The spatial propagation network learns to define and model these affinities purely using data, rather than hand-designed models. And the learning model can be applied to any task that requires pixel-level labels, including image matting (think Photoshop), image colorization and face parsing, to name a few. Plus the model could figure out affinities — such as functional or semantic relationships in an image — that might not even occur to people.

The paper includes theoretical underpinnings of the neural network’s operation along with mathematical proofs of its implementation. And it’s fast. Running on GPUs with the CUDA parallel programming model, the network is up to 100x faster than previously possible.

The spatial propagation network doesn’t require solving any linear equations or iterative inferencing. And it’s flexible enough to be inserted into any type of typical neural network, making it a potential umbrella technology for use in a variety of situations.

Shall I Compare Thee to a Summer’s Day?

A major trend at NIPS this year is the rise of unsupervised learning and generative modeling. A groundbreaking example of this is the paper “Unsupervised Image-to-Image Translation Networks,” led by NVIDIA researcher Ming-Yu Liu (no relation to Sifei).

To date, much of deep learning has used supervised learning to provide machines a human-like object recognition capability. For example, supervised learning can do a good job telling the difference between a Corgi and a German Shepherd, and labeled images of both breeds are readily available for training.

To give machines a more “imaginative” capability, such as imagining how a wintery scene would look like in the summer, Liu and team used unsupervised learning and generative modeling. An example of their work is shown below, where the winter and sunny scenes on the left are the inputs and the imagined corresponding summer and rainy scenes are on the right.
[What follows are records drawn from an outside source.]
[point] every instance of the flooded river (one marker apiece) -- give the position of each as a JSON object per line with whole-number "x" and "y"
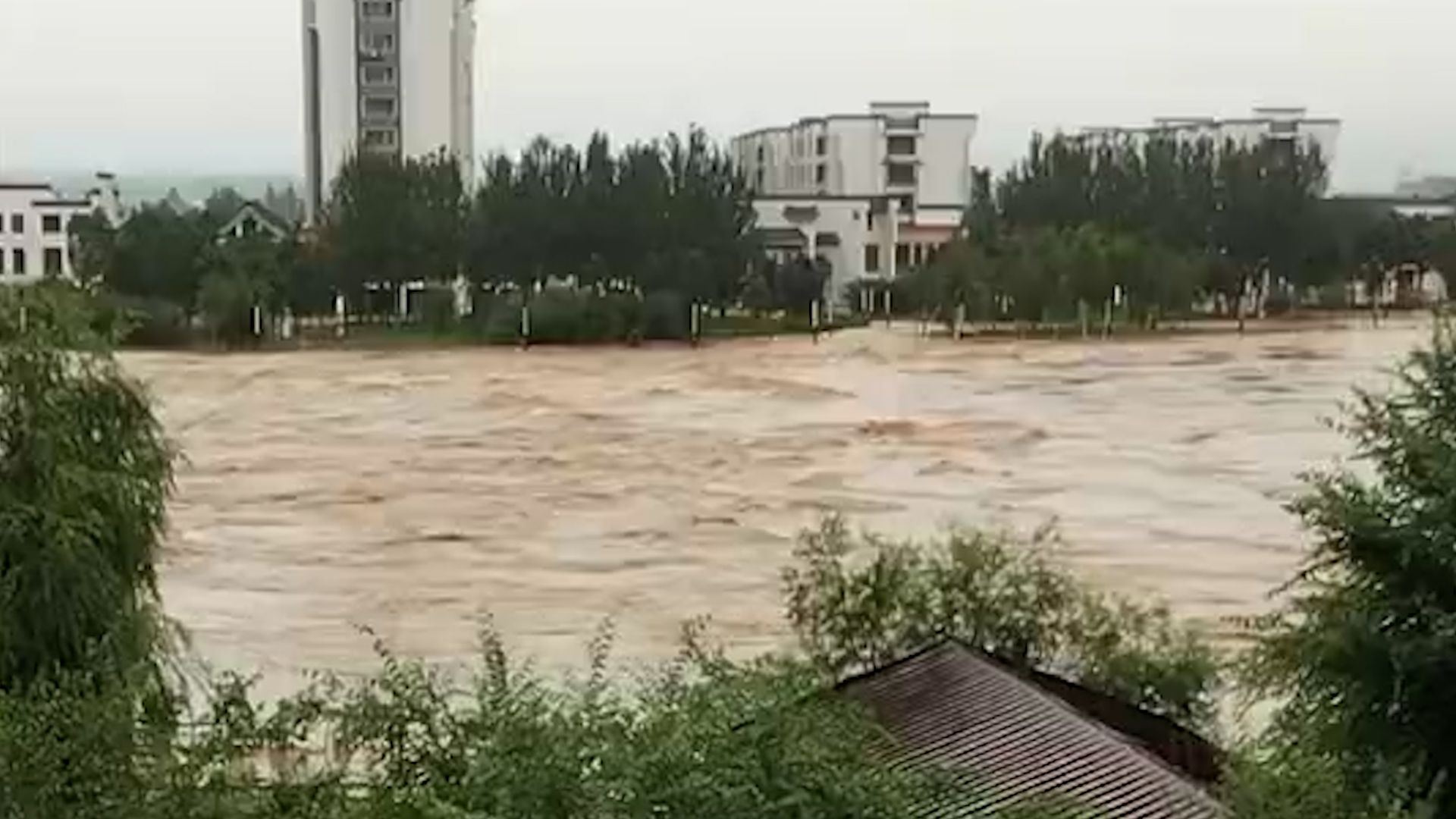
{"x": 413, "y": 491}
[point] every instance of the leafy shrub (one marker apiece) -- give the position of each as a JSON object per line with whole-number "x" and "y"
{"x": 664, "y": 316}
{"x": 1363, "y": 653}
{"x": 1001, "y": 596}
{"x": 436, "y": 309}
{"x": 497, "y": 318}
{"x": 149, "y": 322}
{"x": 85, "y": 475}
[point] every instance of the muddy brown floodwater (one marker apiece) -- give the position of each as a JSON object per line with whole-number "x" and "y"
{"x": 413, "y": 491}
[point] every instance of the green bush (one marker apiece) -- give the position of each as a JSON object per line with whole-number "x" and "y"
{"x": 1363, "y": 653}
{"x": 664, "y": 316}
{"x": 435, "y": 306}
{"x": 497, "y": 318}
{"x": 149, "y": 322}
{"x": 864, "y": 601}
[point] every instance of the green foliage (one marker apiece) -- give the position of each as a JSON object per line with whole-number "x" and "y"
{"x": 1293, "y": 781}
{"x": 1251, "y": 207}
{"x": 1056, "y": 276}
{"x": 666, "y": 216}
{"x": 85, "y": 474}
{"x": 242, "y": 275}
{"x": 391, "y": 222}
{"x": 1365, "y": 651}
{"x": 158, "y": 256}
{"x": 864, "y": 601}
{"x": 149, "y": 322}
{"x": 664, "y": 316}
{"x": 704, "y": 738}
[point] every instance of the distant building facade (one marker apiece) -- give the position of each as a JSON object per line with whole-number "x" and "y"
{"x": 386, "y": 76}
{"x": 870, "y": 194}
{"x": 36, "y": 228}
{"x": 1264, "y": 126}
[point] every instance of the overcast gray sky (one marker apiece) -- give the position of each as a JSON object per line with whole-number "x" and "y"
{"x": 215, "y": 85}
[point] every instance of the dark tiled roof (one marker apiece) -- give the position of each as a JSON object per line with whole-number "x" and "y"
{"x": 783, "y": 237}
{"x": 1011, "y": 741}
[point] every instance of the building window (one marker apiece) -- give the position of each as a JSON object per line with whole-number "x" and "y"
{"x": 381, "y": 107}
{"x": 381, "y": 137}
{"x": 378, "y": 74}
{"x": 902, "y": 146}
{"x": 379, "y": 9}
{"x": 871, "y": 259}
{"x": 900, "y": 175}
{"x": 379, "y": 42}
The NVIDIA Research team’s work uses a pair of generative adversarial networks (GANs) with a shared latent space assumption to obtain these stunning results. Considering the top two images above, the first GAN is trained on the winter scene — overcast skies, bare trees, snow covering just about everything but the cars sailing down the frozen road. The second GAN is trained to understand generally what summer looks like, but hasn’t been trained on the same specific scene as its counterpart.

And how could it? You’d need the same footage recorded from the same vantage point, with the same perspective and with all the oncoming traffic and other details in exact same location — for both summer and winter. The unsupervised learning developed by the team removes the need for this capture and labeling, which would otherwise take extensive time and manpower.

This unsupervised translation is enabled through a shared latent space assumption, which associates the GANs with each other by tying some of their parameters together. A summery translation of the wintery scene can be generated by transferring the representation from the first GAN to the second.

The use of GANs isn’t novel in unsupervised learning, but the NVIDIA research produced results — with shadows peeking through thick foliage under partly cloudy skies — far ahead of anything seen before.

The potential benefits of this technique are widespread. In addition to needing less labeled data and the associated time and effort to create and ingest it, deep learning experts can apply the technique across domains. For self-driving cars alone, training data could be captured once and then simulated across a variety of virtual conditions: sunny, cloudy, snowy, rainy, nighttime, etc.